Wir betraten gerade das Hotelzimmer und ich konnte nur hoffen, dass mir endlich gesagt wurde, was los war. Ich wollte klare Antworten und wissen, was Sache war.

Als die Tür hinter uns zu fiel, konnte ich es nicht mehr halten. "Silas, was ist los?" Als ich diese Frage stellte, wurde mir mulmig zumute. Es gab so viele unterschiedliche Möglichkeiten. Und ich wünschte mir sehr, dass Luke nichts damit zu tun hatte.

Silas seufzte und ging hinüber zu einem der großen Fenster. Wollte er jetzt den nachdenklichen und verträumten Mann spielen? Es sah danach aus, wenn er aus dem Fenster sah. Wobei man diesen Gesichtsausdruck nicht sonderbar verträumt nennen konnte.

Ich blieb am selben Fleck stehen und wartete auf eine Antwort. Eine Antwort, die nicht kam. Warum machte er es mir so schwer? Silas sollte mir nur sagen, wer uns angegriffen hatte. Mehr verlangte ich im Moment nicht.

Ich seufzte und sah im Zimmer die Runde. Es war ein normales Hotelzimmer. Ein großes Doppelbett mit jeweils einem Nachtkästchen daneben. Ein Kleiderschrank und ein kleiner Tisch mit zwei Stühlen. Es war eher ein kleines Zimmer, aber hatte alles was man brauchte. Ein Badezimmer war natürlich auch dabei, aber das würde ich mir erst später ansehen.

Ich verschränkte meine Arme und fragte fordernd: "Wer hat uns angegriffen?" In meiner Stimme ließ ich genauso erkennen, dass ich genervt war. Vielleicht brachte ihn das zu einer Antwort.

Kurz wartete ich, bis mir der Geduldsfaden riss. Das konnte nicht sein verdammter Ernst sein.

Ich ging zu ihm hinüber und stellte mich neben ihn. Meine Arme waren weiterhin verschränkt und ich sah auf zu ihm. Sein Gesichtsausdruck war zu meiner Überraschung neutral. Eigentlich hätte ich eher mit eiskalt, ernst oder wütend gerechnet. Aber nein, dem war nicht so. Mein Blick wurde nicht erwidert, denn er sah stur aus dem Fenster.

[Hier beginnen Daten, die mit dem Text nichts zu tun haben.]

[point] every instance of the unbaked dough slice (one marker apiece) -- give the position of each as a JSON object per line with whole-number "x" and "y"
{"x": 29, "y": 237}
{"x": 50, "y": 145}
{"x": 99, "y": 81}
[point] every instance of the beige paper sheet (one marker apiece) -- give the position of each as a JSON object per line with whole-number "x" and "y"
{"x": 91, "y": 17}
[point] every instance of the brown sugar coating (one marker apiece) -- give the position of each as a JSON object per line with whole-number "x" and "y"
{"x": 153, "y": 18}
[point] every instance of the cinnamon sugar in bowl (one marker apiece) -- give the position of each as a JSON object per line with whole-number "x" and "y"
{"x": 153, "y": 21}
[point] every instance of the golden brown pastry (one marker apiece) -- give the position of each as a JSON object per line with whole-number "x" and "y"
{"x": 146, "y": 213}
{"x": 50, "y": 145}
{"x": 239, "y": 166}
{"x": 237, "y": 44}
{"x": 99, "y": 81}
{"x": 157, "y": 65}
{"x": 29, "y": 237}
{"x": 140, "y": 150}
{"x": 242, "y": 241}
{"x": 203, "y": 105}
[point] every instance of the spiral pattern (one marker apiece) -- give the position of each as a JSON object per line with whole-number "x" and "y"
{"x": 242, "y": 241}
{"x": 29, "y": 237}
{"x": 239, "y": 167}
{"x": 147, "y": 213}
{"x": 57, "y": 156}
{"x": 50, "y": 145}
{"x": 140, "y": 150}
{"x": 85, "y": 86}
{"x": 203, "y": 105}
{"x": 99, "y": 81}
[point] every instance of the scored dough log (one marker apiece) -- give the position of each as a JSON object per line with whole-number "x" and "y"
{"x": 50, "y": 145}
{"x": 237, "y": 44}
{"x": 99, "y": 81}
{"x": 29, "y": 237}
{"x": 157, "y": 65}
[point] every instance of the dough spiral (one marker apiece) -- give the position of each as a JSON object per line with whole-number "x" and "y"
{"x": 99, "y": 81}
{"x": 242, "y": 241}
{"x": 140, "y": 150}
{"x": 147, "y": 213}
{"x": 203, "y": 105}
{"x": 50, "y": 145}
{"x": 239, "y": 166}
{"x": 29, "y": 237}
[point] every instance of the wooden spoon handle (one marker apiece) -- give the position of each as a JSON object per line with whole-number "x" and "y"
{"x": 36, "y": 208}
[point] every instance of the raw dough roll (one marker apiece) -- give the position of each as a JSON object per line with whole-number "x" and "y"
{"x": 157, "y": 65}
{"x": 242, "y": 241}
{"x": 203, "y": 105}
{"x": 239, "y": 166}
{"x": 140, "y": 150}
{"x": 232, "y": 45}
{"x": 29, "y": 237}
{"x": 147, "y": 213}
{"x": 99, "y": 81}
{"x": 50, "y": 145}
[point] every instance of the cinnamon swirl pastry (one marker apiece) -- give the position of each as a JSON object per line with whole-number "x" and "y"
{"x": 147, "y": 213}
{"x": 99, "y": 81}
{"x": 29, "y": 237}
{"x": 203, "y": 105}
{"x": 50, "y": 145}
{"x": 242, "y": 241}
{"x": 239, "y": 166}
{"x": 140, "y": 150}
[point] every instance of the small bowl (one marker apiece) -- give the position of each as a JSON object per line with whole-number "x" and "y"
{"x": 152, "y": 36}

Ich legte eine meiner Hände auf seinen Oberarm und drückte leicht zu. Vielleicht bekam ich damit seine Aufmerksamkeit. Den Versuch war es mir wert. "Silas, rede mit mir." Ich sagte es eindringlich, bei Glück bekam ich endlich eine Antwort.

Leise sagte er: "Die Antwort wird dir nicht gefallen." Ich könnte ihn erschlagen. Nur, weil mir eine Antwort nicht gefallen würde, konnte man doch nicht einfach den Mund halten. "Na und? Sagen kannst du es mir trotzdem. Vor allem, wenn ich danach frage und es wissen will."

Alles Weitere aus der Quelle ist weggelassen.